Das Hauptergebnis: Am Ende der Beobachtungszeit hatten 85,8 Prozent der Frauen in der "Herceptin"-Gruppe ohne Rückfall überlebt, in der Vergleichsgruppe waren es 77,4 Prozent. Die zusätzliche Behandlung mit dem monoklonalen Antikörper brachte auch eine Verringerung der Gesamtsterblichkeit, der aber statistisch nicht signifikant war.
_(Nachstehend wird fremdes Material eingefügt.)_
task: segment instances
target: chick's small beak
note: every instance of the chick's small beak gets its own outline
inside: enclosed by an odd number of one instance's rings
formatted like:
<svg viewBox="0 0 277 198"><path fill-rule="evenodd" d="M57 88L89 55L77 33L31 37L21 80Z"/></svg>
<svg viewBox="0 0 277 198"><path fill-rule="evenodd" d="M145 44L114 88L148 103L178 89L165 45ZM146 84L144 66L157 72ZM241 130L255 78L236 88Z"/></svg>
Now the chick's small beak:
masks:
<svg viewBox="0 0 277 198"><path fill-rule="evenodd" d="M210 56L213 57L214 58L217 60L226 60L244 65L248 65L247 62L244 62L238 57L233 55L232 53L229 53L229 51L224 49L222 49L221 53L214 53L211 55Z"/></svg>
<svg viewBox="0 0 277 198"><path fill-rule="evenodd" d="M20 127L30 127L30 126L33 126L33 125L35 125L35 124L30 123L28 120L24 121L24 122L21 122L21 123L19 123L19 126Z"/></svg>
Studienleiter Univ.-Prof. Dr. Michael Untch von der Universitäts-Frauenklinik in München (Großhadern): "Herceptin reduziert die Häufigkeit des Wiederauftretens der Erkrankung und des Auftretens von Metastasen um 50 Prozent." Kommt es zu einem Rückfall mit Tochtergeschwülsten (Metastasen), gibt es derzeit für Brustkrebspatientinnen langfristig keine Heilung mehr.

Weitere Wirkstoffe

Auch andere Antikörper werden derzeit bereits bei Brustkrebs erprobt. So steigert offenbar eine Kombination von Bevacizumab mit dem Chemotherapeutikum Paclitaxel die Überlebenszeit ohne Rückfall bei Frauen mit fortgeschrittenem Mammakarzinom von rund sechs auf fast elf Monate. Bevacizumab soll die Blutversorgung von Tumoren blockieren.
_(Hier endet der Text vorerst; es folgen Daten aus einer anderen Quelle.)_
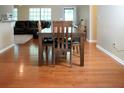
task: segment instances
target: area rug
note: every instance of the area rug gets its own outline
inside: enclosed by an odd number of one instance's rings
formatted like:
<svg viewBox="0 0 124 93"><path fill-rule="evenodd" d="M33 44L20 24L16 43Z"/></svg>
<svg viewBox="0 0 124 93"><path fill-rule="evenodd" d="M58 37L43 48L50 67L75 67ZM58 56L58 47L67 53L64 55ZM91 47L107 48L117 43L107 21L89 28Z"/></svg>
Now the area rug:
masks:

Seit kurzem ist in Europa mit Erlotinib (Tarceva/Roche) ein synthetisch hergestellter Wirkstoff auf dem Markt, der den HER-1-Rezeptor für Wachstumsfaktoren an der Oberfläche von Lungenkarzinom-Zellen blockiert. Damit konnte erstmals durch eine medikamentöse Therapie die Überlebenhäufigkeit bei Patienten mit inoperablem Lungenkarzinom und dem Versagen einer ersten Chemotherapie deutlich erhöht werden: Das Medikament ließ die Überlebensrate nach einem Jahr von 22 Prozent bei herkömmlicher Chemotherapie auf 31 Prozent steigen. Die durchschnittliche Lebenserwartung der Schwerkranken verlängerte sich um mehr als 40 Prozent. (APA)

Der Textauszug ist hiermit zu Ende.